1586: Mary is found guilty of treason against the English crown.

1587: Mary is beheaded at Fotheringhay Castle in Northamptonshire, England.

Where to stay:

Borthwick Castle, North Middleton, Midlothian, www.borthwickcastle.com, is a twin-towered castle keep about 20km south of Edinburgh from which Queen Mary escaped by climbing out a window dressed as a page when surrounded by rebel nobles.

There are 10 rooms, including the Mary Queen of Scots chamber, with a red canopy bed; rates for doubles start about $300, including breakfast.

Traquair House, Interleithen, Peeblesshire, www.traquair.co.uk, about 50km south of Edinburgh, is a beautiful, historic country house that was visited by Queen Mary and is still occupied by a branch of the Stuart clan.

Bed-and-breakfast accommodations are available in three elegant rooms for $500.

The Witchery by the Castle, Castlehill, the Royal Mile, Edinburgh, www.thewitchery.com, has seven sumptuous suites in a collection of historic buildings - including one thought to have been Lord Bothwell's town house - at the threshold of Edinburgh Castle; rates start about $800.

Where to eat:

Borthwick Castle (as above) serves dinner in the candle-lighted Great Hall; $100 for the three-course prix-fixe meal, not including wine.

Champany and the adjacent Chop and Ale House, set in a cluster of 16th-century buildings just outside Linlithgow, are known for Aberdeen Angus beef and their wine cellar; $100 to $140 for two courses at Champany and $70 at the less formal Chop and Ale House.

A cast of characters

Mary, Queen of Scots (1542-1587): daughter of James V of Scotland and Mary of Guise; ruled Scotland from 1561-1568.
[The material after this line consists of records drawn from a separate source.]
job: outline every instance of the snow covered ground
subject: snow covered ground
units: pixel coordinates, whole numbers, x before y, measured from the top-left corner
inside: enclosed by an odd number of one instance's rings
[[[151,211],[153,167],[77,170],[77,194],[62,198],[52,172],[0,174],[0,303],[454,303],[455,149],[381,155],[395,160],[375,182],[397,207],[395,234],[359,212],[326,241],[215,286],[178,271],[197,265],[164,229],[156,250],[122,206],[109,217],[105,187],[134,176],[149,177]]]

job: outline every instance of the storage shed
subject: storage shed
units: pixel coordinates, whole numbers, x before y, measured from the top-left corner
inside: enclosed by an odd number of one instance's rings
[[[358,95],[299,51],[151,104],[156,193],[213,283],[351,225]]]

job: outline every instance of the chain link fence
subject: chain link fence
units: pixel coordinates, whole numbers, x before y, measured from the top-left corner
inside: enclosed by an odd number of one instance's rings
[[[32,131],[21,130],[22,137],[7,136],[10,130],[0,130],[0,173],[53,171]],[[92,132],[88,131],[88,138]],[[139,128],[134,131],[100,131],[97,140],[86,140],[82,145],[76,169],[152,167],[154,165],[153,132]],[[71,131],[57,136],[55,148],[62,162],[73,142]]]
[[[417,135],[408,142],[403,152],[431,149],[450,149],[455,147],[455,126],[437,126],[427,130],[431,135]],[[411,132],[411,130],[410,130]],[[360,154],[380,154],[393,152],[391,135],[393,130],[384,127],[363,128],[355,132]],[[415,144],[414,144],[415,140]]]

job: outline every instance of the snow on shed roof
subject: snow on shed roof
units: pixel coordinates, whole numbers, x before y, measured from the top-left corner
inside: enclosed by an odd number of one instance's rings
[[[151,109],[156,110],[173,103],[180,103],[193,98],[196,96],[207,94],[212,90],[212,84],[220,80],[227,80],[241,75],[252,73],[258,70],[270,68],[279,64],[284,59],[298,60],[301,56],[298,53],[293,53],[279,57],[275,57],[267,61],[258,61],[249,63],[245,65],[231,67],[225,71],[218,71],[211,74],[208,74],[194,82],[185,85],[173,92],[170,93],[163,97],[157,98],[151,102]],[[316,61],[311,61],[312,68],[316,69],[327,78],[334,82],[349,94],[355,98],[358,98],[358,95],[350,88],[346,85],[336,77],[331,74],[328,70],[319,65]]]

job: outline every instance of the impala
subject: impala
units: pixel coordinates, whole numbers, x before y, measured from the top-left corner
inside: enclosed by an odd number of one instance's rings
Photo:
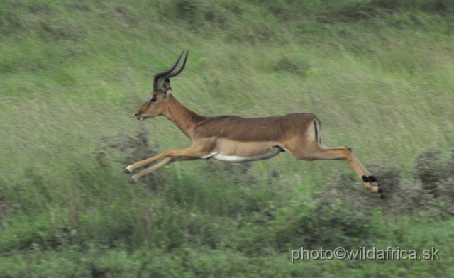
[[[151,97],[135,116],[139,120],[165,116],[192,141],[192,145],[169,150],[128,166],[124,172],[131,173],[135,168],[163,160],[133,175],[130,182],[134,183],[140,177],[176,161],[214,158],[244,162],[271,158],[288,151],[303,160],[346,160],[367,189],[380,193],[382,198],[384,196],[377,179],[370,175],[350,148],[328,148],[323,145],[320,120],[314,114],[265,118],[206,117],[184,106],[173,96],[169,79],[184,68],[187,52],[181,67],[174,71],[184,52],[172,67],[154,76]]]

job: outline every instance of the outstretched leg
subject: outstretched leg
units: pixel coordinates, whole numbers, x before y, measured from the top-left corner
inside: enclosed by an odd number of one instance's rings
[[[196,160],[199,159],[199,157],[167,157],[166,159],[165,159],[164,160],[161,161],[159,163],[157,163],[155,165],[154,165],[153,166],[151,166],[147,169],[144,169],[142,171],[139,172],[138,173],[134,174],[133,176],[132,176],[128,182],[131,184],[134,184],[137,182],[137,179],[141,177],[143,177],[146,174],[148,174],[150,173],[151,173],[152,172],[155,171],[157,169],[159,169],[160,167],[162,167],[162,166],[165,166],[167,164],[170,164],[172,162],[175,162],[176,161],[183,161],[183,160]]]
[[[154,162],[155,161],[162,160],[166,157],[194,157],[194,158],[200,158],[199,155],[198,155],[193,150],[192,147],[186,148],[184,149],[172,149],[166,150],[165,152],[155,155],[153,157],[148,158],[144,160],[138,161],[134,164],[131,164],[131,165],[126,167],[123,172],[129,174],[133,169],[135,168],[138,168],[140,167],[146,165],[147,164],[150,164],[151,162]]]
[[[356,158],[351,149],[347,147],[328,148],[322,144],[316,143],[311,148],[304,150],[287,148],[297,158],[304,160],[346,160],[358,176],[364,187],[372,192],[381,194],[381,197],[384,198],[383,191],[379,187],[377,179],[371,176],[361,162]]]
[[[201,158],[199,155],[197,155],[196,152],[194,151],[194,147],[186,148],[184,149],[173,149],[166,150],[165,152],[154,156],[153,157],[141,160],[137,162],[134,164],[131,164],[123,169],[123,172],[126,174],[131,173],[133,169],[135,168],[138,168],[140,167],[146,165],[149,163],[153,162],[155,161],[157,161],[162,159],[165,158],[163,161],[150,167],[147,169],[145,169],[138,173],[135,174],[129,179],[130,182],[137,182],[137,179],[140,177],[143,177],[147,174],[149,174],[154,170],[162,167],[162,166],[167,165],[169,163],[175,162],[175,161],[179,160],[192,160]]]

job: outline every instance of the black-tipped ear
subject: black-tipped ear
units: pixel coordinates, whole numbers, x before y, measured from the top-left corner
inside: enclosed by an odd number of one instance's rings
[[[170,79],[167,78],[162,82],[162,91],[164,92],[164,95],[165,96],[168,96],[170,93],[172,92],[172,87],[170,87]]]

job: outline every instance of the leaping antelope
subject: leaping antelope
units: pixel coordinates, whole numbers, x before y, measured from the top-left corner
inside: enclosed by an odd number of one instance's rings
[[[184,52],[172,67],[155,74],[151,97],[135,116],[138,120],[165,116],[191,139],[192,145],[169,150],[128,166],[123,171],[125,173],[163,160],[133,175],[130,182],[135,183],[140,177],[176,161],[214,158],[244,162],[266,160],[288,151],[303,160],[346,160],[364,186],[373,192],[380,193],[384,198],[377,179],[370,175],[350,148],[328,148],[323,145],[320,120],[314,114],[294,113],[265,118],[206,117],[184,106],[173,96],[169,79],[178,75],[184,68],[188,52],[183,65],[174,72]]]

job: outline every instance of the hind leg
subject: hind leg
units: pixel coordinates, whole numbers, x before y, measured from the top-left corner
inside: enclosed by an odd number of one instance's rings
[[[289,148],[290,147],[290,148]],[[347,147],[328,148],[317,142],[314,142],[311,148],[296,148],[291,146],[286,146],[293,155],[297,158],[304,160],[345,160],[362,182],[364,187],[372,192],[381,194],[382,198],[384,197],[383,191],[379,187],[377,179],[370,175],[358,158],[353,155],[351,149]]]

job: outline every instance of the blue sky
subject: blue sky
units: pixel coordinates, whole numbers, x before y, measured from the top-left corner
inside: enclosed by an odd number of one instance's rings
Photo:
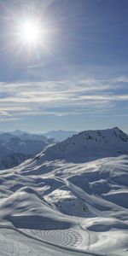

James Hepburn, 4th Earl of Bothwell (circa 1534-1578): Mary's third husband and one of Scotland's greatest enigmas; he died insane and in chains in Denmark.

Henry Stuart, Lord Darnley (1545-1567): Mary's disastrous choice for a second husband; handsome and weak, he had English royal blood through his maternal grandmother.

William Cecil, Lord Burghley (1520-1598): Schemer, spymaster, trusted adviser to Queen Elizabeth I and Mary's most dangerous enemy.

Elizabeth I (1533-1603): England's Virgin Queen, who ruled during its Golden Age, a cousin of Mary's through Henry VII.

Francis II (1544-1560): married to Mary in 1558 and briefly king of France before he died of an ear infection.

James VI (also James I) (1566-1625): Mary's son by Darnley; he was separated from his mother when he was 10 months old and never saw her again; he claimed the English throne after Elizabeth died childless in 1603.

John Knox (circa 1514-1572): the leader of the Protestant Reformation in Scotland, virulently misogynistic and anti-Catholic.

David Rizzio (1531 or 1533-1566): an Italian courtier and accomplished musician who became Mary's private secretary; distrusted by the Scottish lords, he was slain in Mary's chambers at Holyroodhouse.

To learn more
Historic Scotland, www.historic-scotland.gov.uk, offers Explorer Passes to 77 sites, including Edinburgh and Stirling castles and Linlithgow Palace.

Passes can be bought at most major sites.

The Marie Stuart Society, www.marie-stuart.co.uk, is a UK-based group of people interested in Mary, Queen of Scots.

It holds lectures and publishes a journal three times a year.